Part of the ridiculousness comes from the characters being caricatures. The social justice activists are depicted as overzealous, over dramatic, and slightly crazy. Every single man is absolutely disgusting. And Ingrid herself is an idiot. I have never encountered a stupider protagonist. She is almost thirty yet acts like a high school student the entire time. I couldn’t believe for a moment that she was in a PhD program. She’s ignorant on basically every topic, including but not limited to, racism, social justice, her own field of study that she’s been looking at for eight years, healthy relationships, and having a basic, human conversation. She made every moment of the book painful.

Which brings me to my last major issue: this book is too long.
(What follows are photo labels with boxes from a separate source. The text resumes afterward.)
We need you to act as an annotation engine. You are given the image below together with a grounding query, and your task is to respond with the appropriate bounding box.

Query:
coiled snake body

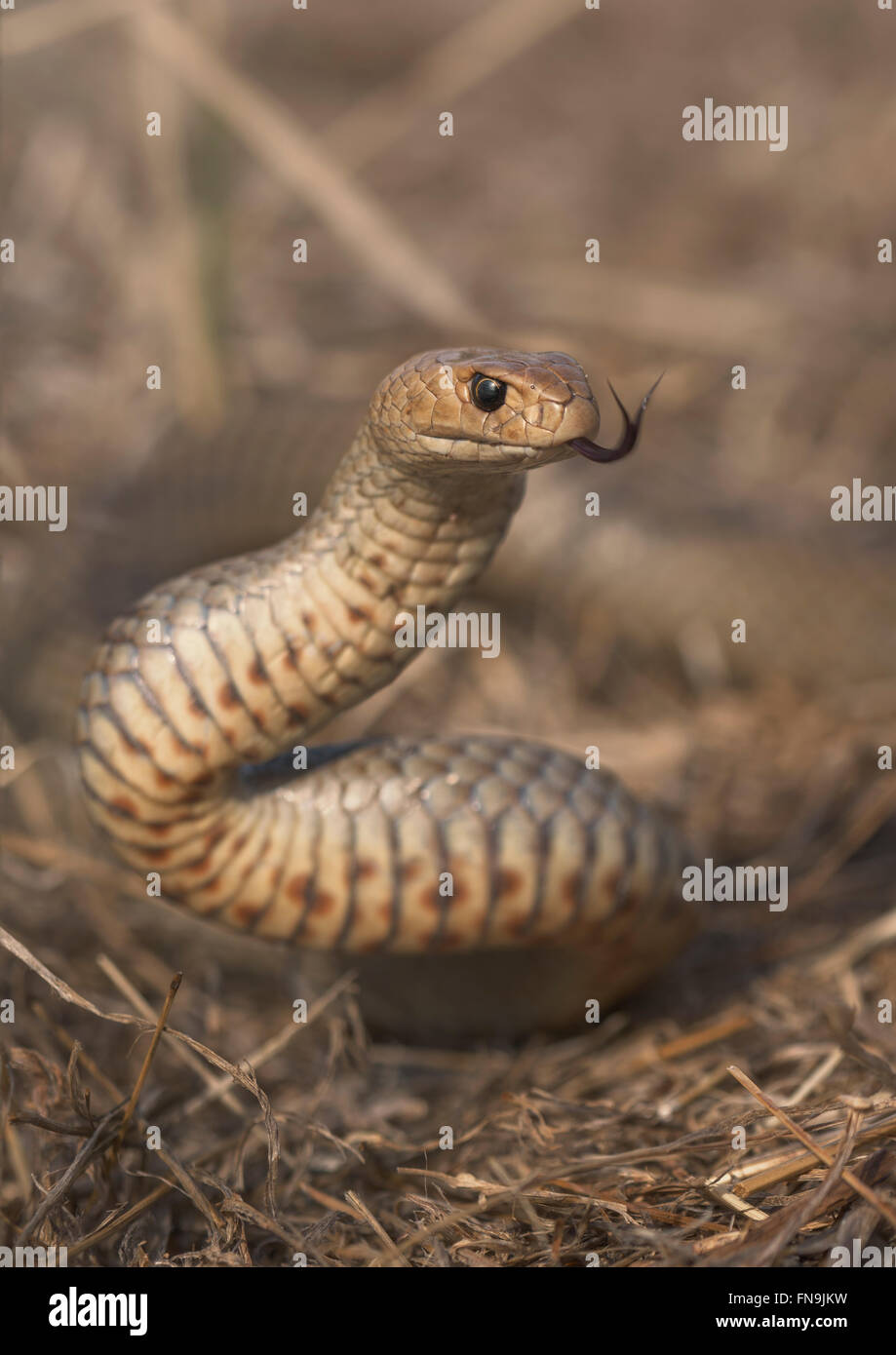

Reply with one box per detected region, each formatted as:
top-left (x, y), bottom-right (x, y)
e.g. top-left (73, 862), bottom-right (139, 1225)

top-left (79, 348), bottom-right (692, 1036)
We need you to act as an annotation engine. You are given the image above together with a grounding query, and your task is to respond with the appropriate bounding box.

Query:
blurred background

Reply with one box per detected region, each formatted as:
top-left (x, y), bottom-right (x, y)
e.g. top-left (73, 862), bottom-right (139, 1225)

top-left (0, 0), bottom-right (896, 986)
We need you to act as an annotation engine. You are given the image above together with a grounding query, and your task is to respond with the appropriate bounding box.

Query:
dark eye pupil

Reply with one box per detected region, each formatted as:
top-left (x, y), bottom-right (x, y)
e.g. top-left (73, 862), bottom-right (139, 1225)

top-left (470, 371), bottom-right (507, 409)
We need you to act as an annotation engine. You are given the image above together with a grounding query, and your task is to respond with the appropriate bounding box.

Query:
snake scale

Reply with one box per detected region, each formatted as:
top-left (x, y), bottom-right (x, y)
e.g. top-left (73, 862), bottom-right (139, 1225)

top-left (79, 348), bottom-right (694, 1035)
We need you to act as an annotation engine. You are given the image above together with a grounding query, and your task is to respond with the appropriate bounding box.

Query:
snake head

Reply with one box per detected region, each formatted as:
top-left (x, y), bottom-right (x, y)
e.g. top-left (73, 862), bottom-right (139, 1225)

top-left (370, 348), bottom-right (655, 472)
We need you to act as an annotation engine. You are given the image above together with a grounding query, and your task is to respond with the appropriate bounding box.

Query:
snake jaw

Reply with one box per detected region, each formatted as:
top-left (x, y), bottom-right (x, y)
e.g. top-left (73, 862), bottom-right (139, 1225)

top-left (566, 372), bottom-right (664, 462)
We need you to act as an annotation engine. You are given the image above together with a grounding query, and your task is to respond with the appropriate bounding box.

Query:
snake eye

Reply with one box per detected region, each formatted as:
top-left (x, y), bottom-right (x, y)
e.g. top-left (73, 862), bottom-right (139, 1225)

top-left (470, 371), bottom-right (507, 412)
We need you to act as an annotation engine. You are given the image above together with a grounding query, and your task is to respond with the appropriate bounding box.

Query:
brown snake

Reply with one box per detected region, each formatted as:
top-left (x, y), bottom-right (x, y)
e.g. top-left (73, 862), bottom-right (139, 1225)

top-left (79, 348), bottom-right (692, 1032)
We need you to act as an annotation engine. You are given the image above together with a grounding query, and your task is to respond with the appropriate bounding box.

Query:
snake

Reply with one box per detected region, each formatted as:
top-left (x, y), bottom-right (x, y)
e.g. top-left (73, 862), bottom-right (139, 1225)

top-left (77, 348), bottom-right (695, 1035)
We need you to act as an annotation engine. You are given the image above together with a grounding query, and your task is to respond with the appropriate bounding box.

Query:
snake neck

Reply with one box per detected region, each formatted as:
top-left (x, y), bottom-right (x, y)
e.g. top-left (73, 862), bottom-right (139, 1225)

top-left (80, 427), bottom-right (525, 814)
top-left (300, 424), bottom-right (525, 596)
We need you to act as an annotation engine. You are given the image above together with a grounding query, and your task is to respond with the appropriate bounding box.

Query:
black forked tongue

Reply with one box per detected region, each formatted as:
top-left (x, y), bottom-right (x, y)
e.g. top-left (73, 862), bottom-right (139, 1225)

top-left (569, 372), bottom-right (664, 461)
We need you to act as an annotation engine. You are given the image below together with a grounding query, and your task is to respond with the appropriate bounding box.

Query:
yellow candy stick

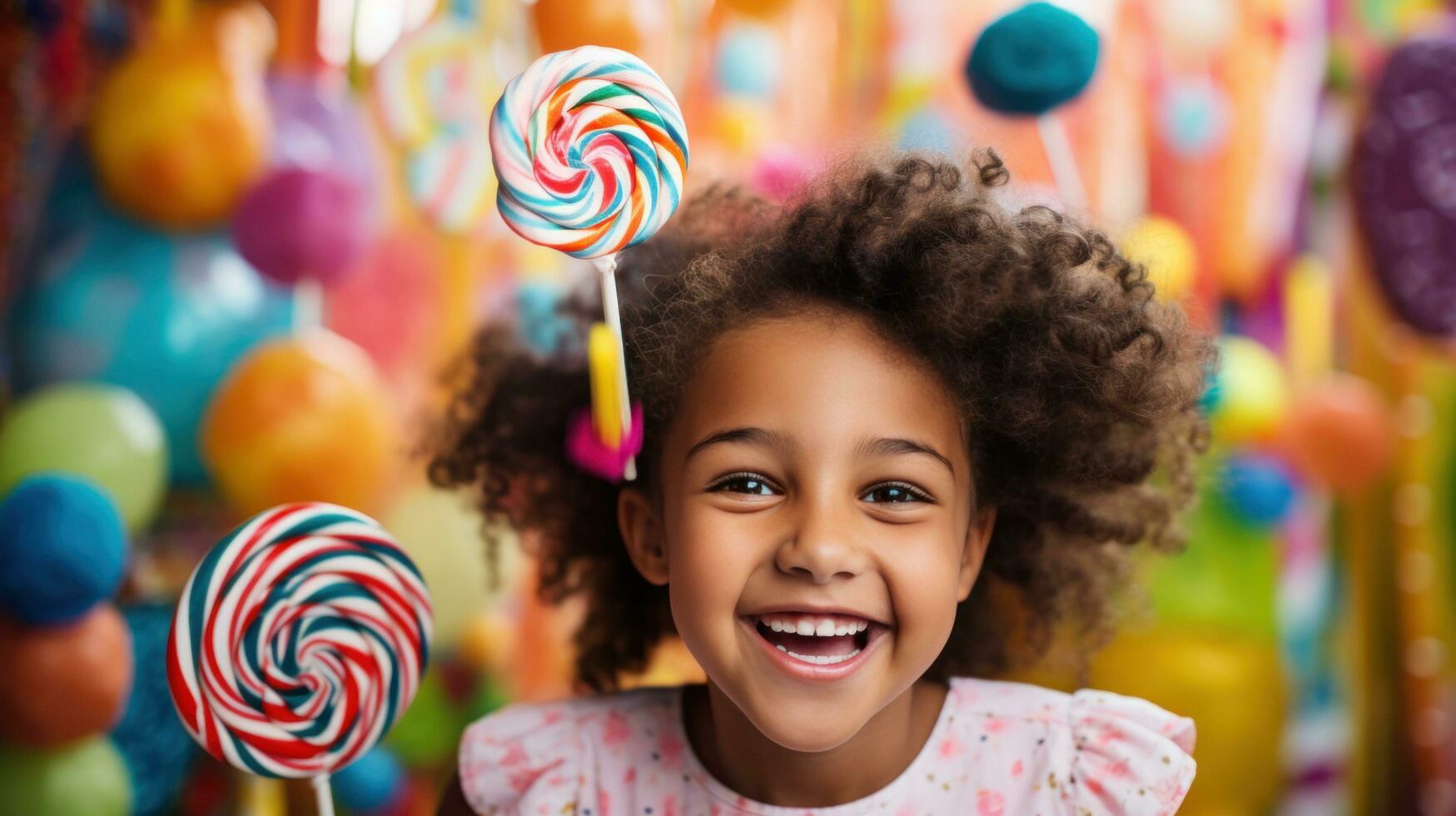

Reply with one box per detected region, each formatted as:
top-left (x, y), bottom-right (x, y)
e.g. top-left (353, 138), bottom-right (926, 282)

top-left (1285, 255), bottom-right (1335, 385)
top-left (587, 324), bottom-right (622, 447)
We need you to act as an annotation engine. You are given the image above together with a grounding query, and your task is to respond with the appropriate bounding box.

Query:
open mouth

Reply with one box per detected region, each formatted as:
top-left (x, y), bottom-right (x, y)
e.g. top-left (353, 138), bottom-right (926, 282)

top-left (750, 612), bottom-right (884, 666)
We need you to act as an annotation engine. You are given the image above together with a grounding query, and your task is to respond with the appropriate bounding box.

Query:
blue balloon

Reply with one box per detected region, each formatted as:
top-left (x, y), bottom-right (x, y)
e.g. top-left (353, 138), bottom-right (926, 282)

top-left (718, 25), bottom-right (780, 97)
top-left (12, 216), bottom-right (293, 485)
top-left (898, 108), bottom-right (958, 155)
top-left (329, 746), bottom-right (405, 814)
top-left (1220, 456), bottom-right (1294, 528)
top-left (1159, 79), bottom-right (1229, 156)
top-left (111, 604), bottom-right (201, 816)
top-left (966, 3), bottom-right (1098, 115)
top-left (0, 474), bottom-right (127, 627)
top-left (515, 283), bottom-right (577, 357)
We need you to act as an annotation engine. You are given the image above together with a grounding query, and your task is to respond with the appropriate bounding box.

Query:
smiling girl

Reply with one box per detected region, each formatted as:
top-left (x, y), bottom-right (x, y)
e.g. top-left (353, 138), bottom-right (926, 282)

top-left (431, 153), bottom-right (1211, 816)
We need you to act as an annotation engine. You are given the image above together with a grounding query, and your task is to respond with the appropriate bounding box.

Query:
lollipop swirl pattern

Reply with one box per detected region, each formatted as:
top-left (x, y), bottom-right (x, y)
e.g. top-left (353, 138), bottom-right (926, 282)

top-left (167, 503), bottom-right (431, 777)
top-left (490, 45), bottom-right (688, 258)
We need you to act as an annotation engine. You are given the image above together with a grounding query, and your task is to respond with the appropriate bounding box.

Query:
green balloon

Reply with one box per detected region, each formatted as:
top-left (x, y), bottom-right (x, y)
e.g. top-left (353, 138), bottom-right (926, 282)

top-left (385, 670), bottom-right (465, 768)
top-left (0, 383), bottom-right (167, 532)
top-left (0, 738), bottom-right (131, 816)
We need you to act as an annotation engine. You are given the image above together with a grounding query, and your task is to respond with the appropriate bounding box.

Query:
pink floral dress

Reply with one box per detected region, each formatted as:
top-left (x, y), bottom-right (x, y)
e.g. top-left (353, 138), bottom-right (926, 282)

top-left (460, 679), bottom-right (1194, 816)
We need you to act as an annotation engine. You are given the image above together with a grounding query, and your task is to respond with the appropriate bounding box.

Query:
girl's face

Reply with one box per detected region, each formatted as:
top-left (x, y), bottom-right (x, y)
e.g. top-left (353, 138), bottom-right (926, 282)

top-left (619, 312), bottom-right (995, 752)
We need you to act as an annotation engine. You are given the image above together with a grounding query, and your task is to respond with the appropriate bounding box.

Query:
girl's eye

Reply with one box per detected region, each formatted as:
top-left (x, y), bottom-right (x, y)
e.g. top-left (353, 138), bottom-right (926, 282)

top-left (708, 474), bottom-right (774, 495)
top-left (862, 482), bottom-right (931, 505)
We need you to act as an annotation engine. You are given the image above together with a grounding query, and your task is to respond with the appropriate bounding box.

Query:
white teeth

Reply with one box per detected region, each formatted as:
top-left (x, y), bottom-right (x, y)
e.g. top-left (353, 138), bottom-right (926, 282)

top-left (779, 645), bottom-right (859, 666)
top-left (758, 615), bottom-right (869, 637)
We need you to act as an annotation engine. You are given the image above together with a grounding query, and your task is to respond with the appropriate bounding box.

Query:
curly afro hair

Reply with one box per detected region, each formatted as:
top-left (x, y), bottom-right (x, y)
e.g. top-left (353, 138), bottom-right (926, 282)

top-left (430, 152), bottom-right (1215, 691)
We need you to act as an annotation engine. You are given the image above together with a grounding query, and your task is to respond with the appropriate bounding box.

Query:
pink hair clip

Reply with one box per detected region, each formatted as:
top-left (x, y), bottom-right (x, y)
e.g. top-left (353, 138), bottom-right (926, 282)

top-left (566, 404), bottom-right (642, 484)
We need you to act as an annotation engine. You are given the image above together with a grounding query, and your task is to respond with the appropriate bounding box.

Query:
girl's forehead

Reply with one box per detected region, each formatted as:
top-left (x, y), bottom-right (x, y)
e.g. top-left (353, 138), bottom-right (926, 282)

top-left (674, 312), bottom-right (962, 447)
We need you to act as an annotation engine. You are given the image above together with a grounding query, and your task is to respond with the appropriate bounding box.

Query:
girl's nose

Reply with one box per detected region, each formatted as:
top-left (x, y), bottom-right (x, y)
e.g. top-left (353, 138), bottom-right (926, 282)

top-left (774, 503), bottom-right (867, 585)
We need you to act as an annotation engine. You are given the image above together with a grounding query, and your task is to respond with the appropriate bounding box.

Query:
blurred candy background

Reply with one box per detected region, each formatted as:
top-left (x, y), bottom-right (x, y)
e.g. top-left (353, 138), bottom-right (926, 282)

top-left (0, 0), bottom-right (1456, 816)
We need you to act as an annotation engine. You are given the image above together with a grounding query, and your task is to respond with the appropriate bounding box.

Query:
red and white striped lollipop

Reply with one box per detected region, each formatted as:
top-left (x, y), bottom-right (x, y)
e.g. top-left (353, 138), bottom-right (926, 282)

top-left (167, 503), bottom-right (431, 804)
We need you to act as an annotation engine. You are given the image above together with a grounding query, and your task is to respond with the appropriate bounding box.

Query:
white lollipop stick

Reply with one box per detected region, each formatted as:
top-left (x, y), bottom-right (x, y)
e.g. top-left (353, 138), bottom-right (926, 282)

top-left (1036, 112), bottom-right (1088, 210)
top-left (313, 774), bottom-right (334, 816)
top-left (591, 252), bottom-right (636, 482)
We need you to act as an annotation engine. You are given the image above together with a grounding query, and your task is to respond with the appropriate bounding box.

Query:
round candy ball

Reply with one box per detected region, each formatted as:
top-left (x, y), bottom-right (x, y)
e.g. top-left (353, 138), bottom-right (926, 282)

top-left (329, 746), bottom-right (405, 814)
top-left (90, 4), bottom-right (272, 229)
top-left (1122, 216), bottom-right (1198, 301)
top-left (14, 217), bottom-right (293, 484)
top-left (1157, 77), bottom-right (1229, 157)
top-left (201, 331), bottom-right (396, 516)
top-left (1088, 625), bottom-right (1289, 814)
top-left (717, 23), bottom-right (780, 97)
top-left (385, 669), bottom-right (461, 768)
top-left (1353, 27), bottom-right (1456, 336)
top-left (1219, 456), bottom-right (1294, 528)
top-left (0, 738), bottom-right (132, 816)
top-left (0, 383), bottom-right (167, 530)
top-left (233, 167), bottom-right (370, 286)
top-left (0, 604), bottom-right (132, 748)
top-left (380, 485), bottom-right (519, 647)
top-left (0, 474), bottom-right (127, 625)
top-left (748, 146), bottom-right (817, 202)
top-left (1285, 373), bottom-right (1395, 495)
top-left (966, 3), bottom-right (1098, 115)
top-left (1210, 336), bottom-right (1289, 445)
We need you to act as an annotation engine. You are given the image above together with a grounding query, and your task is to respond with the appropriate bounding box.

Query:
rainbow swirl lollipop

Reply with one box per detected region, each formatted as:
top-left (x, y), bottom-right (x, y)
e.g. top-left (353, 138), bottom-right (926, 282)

top-left (167, 503), bottom-right (431, 787)
top-left (490, 45), bottom-right (688, 258)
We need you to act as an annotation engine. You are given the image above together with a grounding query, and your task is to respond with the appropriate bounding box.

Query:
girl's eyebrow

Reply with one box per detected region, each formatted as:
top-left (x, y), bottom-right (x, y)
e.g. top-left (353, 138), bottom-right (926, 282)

top-left (684, 427), bottom-right (955, 476)
top-left (855, 437), bottom-right (955, 476)
top-left (683, 427), bottom-right (798, 462)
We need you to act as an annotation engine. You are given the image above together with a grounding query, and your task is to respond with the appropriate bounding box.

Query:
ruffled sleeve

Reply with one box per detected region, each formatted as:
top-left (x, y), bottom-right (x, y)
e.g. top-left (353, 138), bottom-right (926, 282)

top-left (459, 703), bottom-right (589, 816)
top-left (1069, 689), bottom-right (1197, 816)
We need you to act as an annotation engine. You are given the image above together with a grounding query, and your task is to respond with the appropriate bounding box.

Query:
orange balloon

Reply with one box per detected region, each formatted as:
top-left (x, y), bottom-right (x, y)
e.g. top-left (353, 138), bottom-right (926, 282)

top-left (1283, 373), bottom-right (1395, 495)
top-left (90, 3), bottom-right (272, 229)
top-left (0, 604), bottom-right (132, 748)
top-left (202, 331), bottom-right (395, 516)
top-left (719, 0), bottom-right (789, 17)
top-left (531, 0), bottom-right (667, 56)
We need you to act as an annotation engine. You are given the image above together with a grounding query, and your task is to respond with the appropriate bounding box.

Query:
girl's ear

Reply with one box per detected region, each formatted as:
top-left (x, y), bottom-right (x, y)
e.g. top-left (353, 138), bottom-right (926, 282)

top-left (618, 487), bottom-right (667, 586)
top-left (955, 507), bottom-right (996, 600)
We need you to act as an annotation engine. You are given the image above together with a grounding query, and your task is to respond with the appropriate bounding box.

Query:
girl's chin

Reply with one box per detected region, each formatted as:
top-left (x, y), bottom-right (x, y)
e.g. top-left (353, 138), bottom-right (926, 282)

top-left (750, 704), bottom-right (867, 754)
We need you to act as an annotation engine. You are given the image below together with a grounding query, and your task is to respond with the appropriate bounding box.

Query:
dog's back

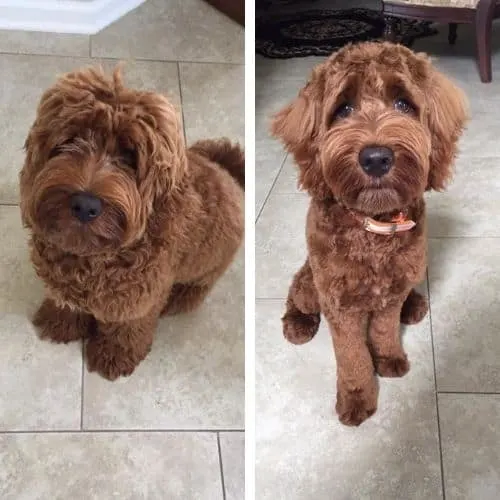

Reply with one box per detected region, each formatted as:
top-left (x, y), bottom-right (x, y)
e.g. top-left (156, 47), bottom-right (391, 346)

top-left (189, 139), bottom-right (245, 189)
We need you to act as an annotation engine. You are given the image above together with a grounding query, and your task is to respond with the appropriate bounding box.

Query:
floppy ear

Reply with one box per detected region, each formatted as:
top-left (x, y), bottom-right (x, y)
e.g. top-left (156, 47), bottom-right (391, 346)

top-left (136, 92), bottom-right (187, 202)
top-left (426, 71), bottom-right (468, 191)
top-left (271, 66), bottom-right (331, 198)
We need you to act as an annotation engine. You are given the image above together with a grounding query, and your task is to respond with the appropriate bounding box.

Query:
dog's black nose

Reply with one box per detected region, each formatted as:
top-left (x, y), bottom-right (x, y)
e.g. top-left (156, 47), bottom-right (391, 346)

top-left (359, 146), bottom-right (394, 177)
top-left (70, 193), bottom-right (102, 222)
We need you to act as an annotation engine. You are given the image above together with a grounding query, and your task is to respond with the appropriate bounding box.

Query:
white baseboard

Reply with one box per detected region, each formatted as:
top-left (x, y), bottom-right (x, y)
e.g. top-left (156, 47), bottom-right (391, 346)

top-left (0, 0), bottom-right (145, 35)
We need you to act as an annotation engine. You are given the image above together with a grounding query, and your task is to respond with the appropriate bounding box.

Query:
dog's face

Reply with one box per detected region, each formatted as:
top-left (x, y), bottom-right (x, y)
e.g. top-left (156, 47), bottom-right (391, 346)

top-left (272, 43), bottom-right (467, 215)
top-left (21, 69), bottom-right (186, 255)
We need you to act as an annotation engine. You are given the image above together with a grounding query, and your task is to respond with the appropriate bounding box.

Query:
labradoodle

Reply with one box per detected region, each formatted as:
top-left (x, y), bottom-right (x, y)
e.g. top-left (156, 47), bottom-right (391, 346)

top-left (272, 42), bottom-right (467, 425)
top-left (20, 68), bottom-right (244, 380)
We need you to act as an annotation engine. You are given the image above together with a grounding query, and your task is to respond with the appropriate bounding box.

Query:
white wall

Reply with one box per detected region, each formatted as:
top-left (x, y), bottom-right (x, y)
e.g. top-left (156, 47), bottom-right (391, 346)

top-left (0, 0), bottom-right (145, 34)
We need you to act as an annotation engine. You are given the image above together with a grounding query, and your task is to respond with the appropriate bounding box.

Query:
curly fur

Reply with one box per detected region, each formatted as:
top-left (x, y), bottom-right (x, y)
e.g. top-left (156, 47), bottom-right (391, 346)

top-left (272, 42), bottom-right (467, 425)
top-left (20, 68), bottom-right (244, 379)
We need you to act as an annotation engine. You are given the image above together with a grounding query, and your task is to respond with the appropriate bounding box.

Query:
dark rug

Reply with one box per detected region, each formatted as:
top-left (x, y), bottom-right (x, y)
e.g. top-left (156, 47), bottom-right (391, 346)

top-left (255, 9), bottom-right (437, 59)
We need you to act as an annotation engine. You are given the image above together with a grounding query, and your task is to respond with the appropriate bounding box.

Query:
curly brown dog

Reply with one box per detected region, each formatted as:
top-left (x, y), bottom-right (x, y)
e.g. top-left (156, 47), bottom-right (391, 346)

top-left (272, 43), bottom-right (467, 425)
top-left (20, 68), bottom-right (244, 380)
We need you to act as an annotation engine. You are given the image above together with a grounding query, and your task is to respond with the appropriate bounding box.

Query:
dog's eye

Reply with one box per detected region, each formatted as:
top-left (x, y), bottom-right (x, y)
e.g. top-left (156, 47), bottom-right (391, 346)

top-left (394, 97), bottom-right (415, 114)
top-left (332, 102), bottom-right (354, 120)
top-left (49, 138), bottom-right (74, 160)
top-left (120, 148), bottom-right (137, 170)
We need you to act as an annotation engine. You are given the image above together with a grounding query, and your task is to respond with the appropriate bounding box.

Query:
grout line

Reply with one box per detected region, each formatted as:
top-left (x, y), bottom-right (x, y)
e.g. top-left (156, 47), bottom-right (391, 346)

top-left (426, 268), bottom-right (446, 500)
top-left (217, 432), bottom-right (226, 500)
top-left (438, 391), bottom-right (500, 396)
top-left (177, 61), bottom-right (187, 144)
top-left (80, 340), bottom-right (85, 431)
top-left (0, 429), bottom-right (245, 436)
top-left (0, 51), bottom-right (244, 67)
top-left (255, 153), bottom-right (288, 224)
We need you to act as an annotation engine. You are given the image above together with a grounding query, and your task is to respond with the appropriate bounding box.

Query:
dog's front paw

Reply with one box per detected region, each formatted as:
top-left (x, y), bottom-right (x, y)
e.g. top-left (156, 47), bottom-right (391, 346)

top-left (401, 290), bottom-right (429, 325)
top-left (335, 389), bottom-right (377, 426)
top-left (85, 337), bottom-right (141, 380)
top-left (282, 312), bottom-right (320, 345)
top-left (373, 356), bottom-right (410, 377)
top-left (33, 299), bottom-right (91, 344)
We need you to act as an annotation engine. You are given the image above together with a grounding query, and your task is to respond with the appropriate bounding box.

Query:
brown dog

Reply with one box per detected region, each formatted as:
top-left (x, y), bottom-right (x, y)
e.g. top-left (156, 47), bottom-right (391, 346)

top-left (21, 68), bottom-right (244, 379)
top-left (272, 43), bottom-right (467, 425)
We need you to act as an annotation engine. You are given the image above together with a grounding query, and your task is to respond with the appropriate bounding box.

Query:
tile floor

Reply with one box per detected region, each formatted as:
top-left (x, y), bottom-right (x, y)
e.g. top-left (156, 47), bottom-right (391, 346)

top-left (256, 17), bottom-right (500, 500)
top-left (0, 0), bottom-right (244, 500)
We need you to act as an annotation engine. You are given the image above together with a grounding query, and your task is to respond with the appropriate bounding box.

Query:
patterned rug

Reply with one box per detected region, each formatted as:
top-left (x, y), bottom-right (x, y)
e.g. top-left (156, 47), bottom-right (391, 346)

top-left (255, 9), bottom-right (437, 59)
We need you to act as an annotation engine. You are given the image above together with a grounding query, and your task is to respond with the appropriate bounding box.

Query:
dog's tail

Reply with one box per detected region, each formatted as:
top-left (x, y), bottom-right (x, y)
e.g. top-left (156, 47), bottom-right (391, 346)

top-left (189, 139), bottom-right (245, 190)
It’s over 400 pages! It easily could have been half of that without changing anything important about the story. We could have had a few less mental meltdowns from Ingrid (there are a lot). We could have had a few less scenes of her fiancé being a dick (there are also a lot of those). We could have done without the blog/manifesto we get from Michael toward the end. These things didn’t move the plot forward. They didn’t even develop the characters since these traits had already been established (within the exception of the stuff with Michael–but by the point I did not care and I hated that plotline anyway). From the 50% point on, the book just dragged.

Overall, Disorientation has a great premise but the execution leaves much to be desired. I’m sure there are people who will enjoy it, but I found it quite disappointing.